Depuis 1782, combien sont-ils à avoir travaillé dans l’usine du Creusot ? Nous ne le savons pas exactement, mais assurément plus de 150 000, voire 200 000. L’industrie creusotine a attiré une main-d’œuvre importante, c’est moins le cas aujourd’hui avec l’automatisation des productions, qui demande moins d’ouvriers ou d’ouvrières, mais qui requière qu’ils soient très qualifiés.
Partis de 1 850 ouvriers en 1838, les effectifs ouvriers de l’usine du Creusot croissent très vite. Ils sont 6 365 en 1855 et dépassent les 8 000 en 1863. En 1914, ils sont plus de 12 000. Toutefois, la croissance n’est pas linéaire et connaît des hauts et des bas, selon les conjonctures économiques. Le pic historique se situe en 1918, période à laquelle les effectifs dépassent les 21 000 salariés. Au XXe siècle, ils oscillent selon les années entre 10 000 et 14 000, avant de baisser au début des années 1970. Aujourd’hui, l’industrie creusotine emploie environ 5 000 salariés.

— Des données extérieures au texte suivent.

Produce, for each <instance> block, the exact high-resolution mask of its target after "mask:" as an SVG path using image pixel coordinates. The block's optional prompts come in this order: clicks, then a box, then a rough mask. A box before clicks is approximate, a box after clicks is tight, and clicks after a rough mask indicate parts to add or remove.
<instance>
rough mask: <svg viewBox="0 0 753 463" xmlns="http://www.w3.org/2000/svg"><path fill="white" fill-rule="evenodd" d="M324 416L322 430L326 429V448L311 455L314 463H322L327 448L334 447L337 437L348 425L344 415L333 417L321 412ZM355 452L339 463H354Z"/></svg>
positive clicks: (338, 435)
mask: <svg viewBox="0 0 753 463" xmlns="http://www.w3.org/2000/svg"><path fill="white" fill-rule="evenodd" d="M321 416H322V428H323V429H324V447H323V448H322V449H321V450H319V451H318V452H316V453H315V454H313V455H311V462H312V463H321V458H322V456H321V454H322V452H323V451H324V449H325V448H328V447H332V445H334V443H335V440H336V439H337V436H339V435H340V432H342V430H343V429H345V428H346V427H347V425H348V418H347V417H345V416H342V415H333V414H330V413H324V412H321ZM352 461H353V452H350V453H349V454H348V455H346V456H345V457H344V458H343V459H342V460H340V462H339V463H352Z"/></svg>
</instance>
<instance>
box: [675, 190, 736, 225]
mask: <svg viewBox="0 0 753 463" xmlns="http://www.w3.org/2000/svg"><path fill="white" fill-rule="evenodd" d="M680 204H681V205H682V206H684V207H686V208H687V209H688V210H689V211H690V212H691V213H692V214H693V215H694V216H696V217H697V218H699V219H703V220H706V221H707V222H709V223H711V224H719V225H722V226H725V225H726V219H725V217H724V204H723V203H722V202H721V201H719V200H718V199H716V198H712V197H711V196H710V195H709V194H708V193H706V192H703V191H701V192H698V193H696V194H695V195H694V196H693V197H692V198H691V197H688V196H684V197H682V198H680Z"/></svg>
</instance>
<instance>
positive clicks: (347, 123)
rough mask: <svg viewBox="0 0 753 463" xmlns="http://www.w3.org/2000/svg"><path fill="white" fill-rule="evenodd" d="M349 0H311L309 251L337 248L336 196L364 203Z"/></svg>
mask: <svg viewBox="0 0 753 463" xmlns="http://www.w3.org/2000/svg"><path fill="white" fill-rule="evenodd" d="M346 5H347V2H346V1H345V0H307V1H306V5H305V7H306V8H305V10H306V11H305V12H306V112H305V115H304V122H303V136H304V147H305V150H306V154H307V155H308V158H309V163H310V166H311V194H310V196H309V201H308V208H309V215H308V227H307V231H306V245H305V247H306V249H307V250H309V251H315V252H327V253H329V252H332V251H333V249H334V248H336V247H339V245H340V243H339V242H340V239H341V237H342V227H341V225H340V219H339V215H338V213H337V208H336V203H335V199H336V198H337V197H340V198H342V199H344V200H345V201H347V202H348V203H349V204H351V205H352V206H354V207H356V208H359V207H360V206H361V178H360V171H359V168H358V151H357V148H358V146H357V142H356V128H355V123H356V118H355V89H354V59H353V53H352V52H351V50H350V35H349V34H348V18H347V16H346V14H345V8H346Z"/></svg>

Les ouvriers viennent d’abord des campagnes et villages alentour, puis de l’ensemble de la Saône-et-Loire et plus tard des départements limitrophes. Au XIXe siècle, on ne compte que peu d’étrangers dans les usines creusotines. Ils ne représentent que 2,5 % de la population en 1876. Ce sont essentiellement des Italiens (522 personnes), quelques Suisses (42), Anglais (37) et Allemands (23).
L’ancien président chinois a travaillé au Creusot
L’internationalisation massive de la main-d’œuvre se fait autour de la Première Guerre mondiale, où près de 20 % des ouvriers sont d’origine étrangère. On vient de Pologne, d’Italie et du Portugal pour travailler dans l’industrie creusotine. Durant le conflit, on mobilise même des travailleurs coloniaux que le gouvernement français va chercher en Chine. Dans les vagues migratoires suivantes on retrouve notamment des Espagnols, des Maghrébins ou encore des Turcs.
Au-delà de ces grandes communautés, qui forment aujourd’hui la population cosmopolite du Creusot, les dossiers du personnel de l’usine conservent la mémoire de quelques ouvriers illustres, venus travailler dans la cité bourguignonne. C’est le cas de Sully Prudhomme, le premier écrivain à recevoir le Nobel de littérature en 1901, qui travailla au Creusot entre 1858 et 1860. Tout comme Deng Xiao Ping, ancien président de la République Populaire de Chine, qui a travaillé trois semaines au Creusot en avril 1921, durant ses années d’études en France.